Shaw has no political experience, but has always been interested in politics. “I hold a bachelor and master’s degree in political science and political theory, I speak French, and I have a lot of public policy experience.”

Shaw says one of the things he brings is nigh-boundless energy and enthusiasm. “My plan is to be extremely visible and present in all northern communities in my riding, including Tumbler Ridge. I will consult with municipal leaders very regularly and always be current with local issues, problems, and concerns. Yes, it’s a big riding with a variety of people, but vast improvements can be made with regard to representation.”

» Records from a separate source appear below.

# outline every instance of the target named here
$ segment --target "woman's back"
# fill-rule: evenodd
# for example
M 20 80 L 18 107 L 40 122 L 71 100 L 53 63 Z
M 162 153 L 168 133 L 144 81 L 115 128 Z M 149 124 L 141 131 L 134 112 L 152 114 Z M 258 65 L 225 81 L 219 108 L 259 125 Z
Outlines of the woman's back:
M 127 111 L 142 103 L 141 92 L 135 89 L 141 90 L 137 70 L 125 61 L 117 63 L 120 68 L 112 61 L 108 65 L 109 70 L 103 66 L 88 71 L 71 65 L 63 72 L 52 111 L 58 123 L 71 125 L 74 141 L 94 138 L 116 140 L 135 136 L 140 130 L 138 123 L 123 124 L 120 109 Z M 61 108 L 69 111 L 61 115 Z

Shaw says he believes he can win this election. “I would not have entered the race otherwise. The reason I am confident that I can win is because before I sought the Liberal nomination, I talked with hundreds of people and came away with the distinct impression that a vast majority was looking for an alternative to the broken, scandal-plagued, authoritarian Harper Government. I decided that I wanted to become that alternative and offer a platform that was rooted in good management and common sense. In actual fact, although the Conservatives call themselves conservative, they’re really not. They have been very poor money managers and have squandered vast amounts of tax payers’ dollars in all sorts of wasteful ways. I want to help change this. Good economic management and supporting free enterprise is a large part of what I stand for.

“As a trading region, it’s critical that we continue to develop our resources, get them to market, and sell them successfully. This is how our wealth is produced, and I want to seek ways to support, facilitate, and constantly improve this process. I also want to help put more dollars in the pockets of working people, and this would be done by cutting the middle-class tax rate and giving a tax-free child benefit to families who are raising children. These changes would amount to hundreds of extra dollars per month for the average family.”

Shaw says Tumbler Ridge is an area of endless possibilities. “I would consult very deeply with municipal leaders and explore strategies to help Tumbler Ridge grow and thrive, if that is what the people want. For example, there may be ways of securing federal funds to help promote Tumbler Ridge as a tourist destination.”

However, Shaw’s doesn’t think that wind energy is currently the solution for Tumbler’s problems. “The Liberal Party wants to promote wind energy and other green technologies through tax incentives and research and development funding. I believe that while wind energy could be a valuable supplement to the electrical grid, it will never be a primary source of electrical energy, and also, it’s very costly to get off the ground and to maintain. For me personally, the costs versus benefits of wind energy, in its present stage of development, do not seem very compelling.”

There’s always a tension in resource extraction communities between protecting the environment and providing jobs. Shaw says that economics is largely about calculating risks versus rewards. “Mines, mills, and pipelines all pose risks to the environment, but in most cases, the economic rewards for working people far outweigh the risks. I, and the Liberal Party, understand that the Prince George-Peace River-Northern Rockies riding relies heavily on extracting and selling resources. Are there ways that would could continue to mitigate environmental risks? Yes, and we should continue to look for ways to do this. Can we create tax incentives to promote the use of greener technologies? Yes. There are processes that we can put in place to make sure that the North thrives economically but also that resource extraction is done in an environmentally responsible way.”